My research deals with developing and analyzing novel efficient algorithms for learning and inference, and applying these algorithms in challenging real world domains. My research interests are mainly related to statistical machine learning and more specifically to the fields of graphical models and deep learning. What is perhaps the most distinctive about the graphical model approach is its naturalness in formulating probabilistic models of complex phenomena, while maintaining control over the computational cost associated with these models. Deep learning methods attempt to model high level abstractions in data by using a deep graph with multiple processing layers, composed of multiple linear and non-linear transformations. As often pointed out, the same machine learning models and algorithms can be applied in many different research areas. In my research I concentrate on developing and analyzing those algorithms in the context of classical machine learning tasks (classification, clustering, dimensionality reduction etc.) and applying them to a large variety of real world applications.

Selected Projects


Message-Passing Algorithms for MIMO Wireless Communication. The detection problem for MIMO communication systems is known to be NP-hard. The factor graph that corresponds to this problem is very loopy; in fact, it is a complete graph. Hence, a straightforward application of the Belief Propagation (BP) algorithm yields very poor results. We have developed several methods that either modify the cost function we want to optimize or modify the BP messages in such a way that the BP algorithm yields improved performance. One approach is based on an optimal tree approximation of the Gaussian density of the unconstrained linear system. The finite-set constraint is then applied to obtain a cycle-free discrete distribution. Another approach is based on two-dimensional Gaussian projections and a third method is based on imposing priors on the BP messages. Joint work with Amir Leshem.

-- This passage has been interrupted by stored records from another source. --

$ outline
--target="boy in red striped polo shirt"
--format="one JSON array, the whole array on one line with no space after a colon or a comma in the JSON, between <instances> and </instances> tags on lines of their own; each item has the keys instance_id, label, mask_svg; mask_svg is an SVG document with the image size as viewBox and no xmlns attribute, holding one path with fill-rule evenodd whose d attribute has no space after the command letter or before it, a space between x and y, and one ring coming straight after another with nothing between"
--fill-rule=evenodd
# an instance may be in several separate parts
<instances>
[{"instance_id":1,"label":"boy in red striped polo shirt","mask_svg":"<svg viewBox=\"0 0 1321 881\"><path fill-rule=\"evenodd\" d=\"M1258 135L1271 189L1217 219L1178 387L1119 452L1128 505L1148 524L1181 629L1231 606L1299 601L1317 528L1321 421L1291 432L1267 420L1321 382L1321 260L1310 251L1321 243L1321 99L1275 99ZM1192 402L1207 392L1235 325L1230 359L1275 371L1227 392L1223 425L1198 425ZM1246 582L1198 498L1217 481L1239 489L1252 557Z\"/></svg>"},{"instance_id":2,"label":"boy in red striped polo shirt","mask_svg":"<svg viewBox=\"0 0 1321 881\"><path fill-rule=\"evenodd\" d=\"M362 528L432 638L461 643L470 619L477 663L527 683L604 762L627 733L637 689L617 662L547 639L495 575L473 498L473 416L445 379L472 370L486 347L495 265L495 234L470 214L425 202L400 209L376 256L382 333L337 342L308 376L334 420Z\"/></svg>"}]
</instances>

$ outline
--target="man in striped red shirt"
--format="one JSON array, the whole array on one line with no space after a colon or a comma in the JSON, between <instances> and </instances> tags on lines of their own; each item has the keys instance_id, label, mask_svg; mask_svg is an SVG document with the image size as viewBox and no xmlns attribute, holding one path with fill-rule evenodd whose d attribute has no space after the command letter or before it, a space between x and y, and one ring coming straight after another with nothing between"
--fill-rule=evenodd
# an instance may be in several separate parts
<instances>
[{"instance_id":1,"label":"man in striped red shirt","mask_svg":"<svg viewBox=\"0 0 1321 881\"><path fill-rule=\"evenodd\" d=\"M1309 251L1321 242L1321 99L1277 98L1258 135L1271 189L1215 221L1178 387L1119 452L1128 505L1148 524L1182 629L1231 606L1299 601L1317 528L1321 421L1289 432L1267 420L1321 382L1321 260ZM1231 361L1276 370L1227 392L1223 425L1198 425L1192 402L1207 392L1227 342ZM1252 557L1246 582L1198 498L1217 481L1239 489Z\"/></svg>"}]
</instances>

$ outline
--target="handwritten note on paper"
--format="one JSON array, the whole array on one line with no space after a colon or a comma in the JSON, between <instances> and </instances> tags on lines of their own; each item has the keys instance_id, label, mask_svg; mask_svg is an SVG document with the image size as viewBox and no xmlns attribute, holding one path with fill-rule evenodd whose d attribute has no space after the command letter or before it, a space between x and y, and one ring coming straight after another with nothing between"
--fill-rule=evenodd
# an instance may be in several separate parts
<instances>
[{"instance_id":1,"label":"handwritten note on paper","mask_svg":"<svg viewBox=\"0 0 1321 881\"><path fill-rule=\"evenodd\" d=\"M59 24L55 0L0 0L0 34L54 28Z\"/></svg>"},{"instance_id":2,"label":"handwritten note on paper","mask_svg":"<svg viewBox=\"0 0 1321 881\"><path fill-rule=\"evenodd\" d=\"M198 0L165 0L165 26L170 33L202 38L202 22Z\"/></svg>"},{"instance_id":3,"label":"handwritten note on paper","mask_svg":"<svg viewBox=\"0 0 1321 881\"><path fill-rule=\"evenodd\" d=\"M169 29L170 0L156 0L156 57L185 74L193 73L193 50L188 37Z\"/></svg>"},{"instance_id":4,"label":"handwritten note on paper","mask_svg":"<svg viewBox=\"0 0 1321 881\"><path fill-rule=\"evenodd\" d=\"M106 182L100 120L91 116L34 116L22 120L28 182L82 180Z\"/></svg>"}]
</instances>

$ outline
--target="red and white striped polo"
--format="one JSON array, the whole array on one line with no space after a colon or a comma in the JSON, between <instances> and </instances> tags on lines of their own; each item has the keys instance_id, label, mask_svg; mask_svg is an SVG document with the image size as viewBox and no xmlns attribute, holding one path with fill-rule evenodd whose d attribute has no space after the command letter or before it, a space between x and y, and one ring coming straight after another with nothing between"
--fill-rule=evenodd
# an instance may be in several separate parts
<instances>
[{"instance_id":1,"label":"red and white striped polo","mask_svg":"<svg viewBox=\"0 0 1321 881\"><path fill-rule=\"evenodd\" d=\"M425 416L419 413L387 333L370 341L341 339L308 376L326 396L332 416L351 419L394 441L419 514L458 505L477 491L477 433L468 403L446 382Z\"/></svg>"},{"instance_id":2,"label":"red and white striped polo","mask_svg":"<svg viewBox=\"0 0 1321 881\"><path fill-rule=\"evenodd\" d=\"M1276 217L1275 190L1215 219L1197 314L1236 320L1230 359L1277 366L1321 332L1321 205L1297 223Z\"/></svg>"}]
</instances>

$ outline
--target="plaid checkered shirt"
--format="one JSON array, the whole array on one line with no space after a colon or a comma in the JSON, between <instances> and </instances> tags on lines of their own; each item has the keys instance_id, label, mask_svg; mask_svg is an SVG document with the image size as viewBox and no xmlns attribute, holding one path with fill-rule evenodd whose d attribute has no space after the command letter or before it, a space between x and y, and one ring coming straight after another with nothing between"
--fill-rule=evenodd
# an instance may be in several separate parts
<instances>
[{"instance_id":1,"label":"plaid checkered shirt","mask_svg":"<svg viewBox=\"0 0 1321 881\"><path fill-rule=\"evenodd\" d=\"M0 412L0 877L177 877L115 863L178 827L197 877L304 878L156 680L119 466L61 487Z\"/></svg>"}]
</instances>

Improved MIMO detection based on successive tree approximations . IEEE Int. Symposium on Information Theory (ISIT), 2013. C code
Iterative tomographic solution of integer least squares problems with applications to MIMO detection. IEEE Journal of Selected Topics in Signal Processing, 2011.
MIMO detection for high-order QAM based on a Gaussian tree approximation. IEEE Trans. Information Theory, 2011.
Pseudo prior belief propagation for densely connected discrete graphs. IEEE Information Theory Workshop (ITW), 2010.
A Gaussian tree approximation for integer least-squares. NIPS, 2009.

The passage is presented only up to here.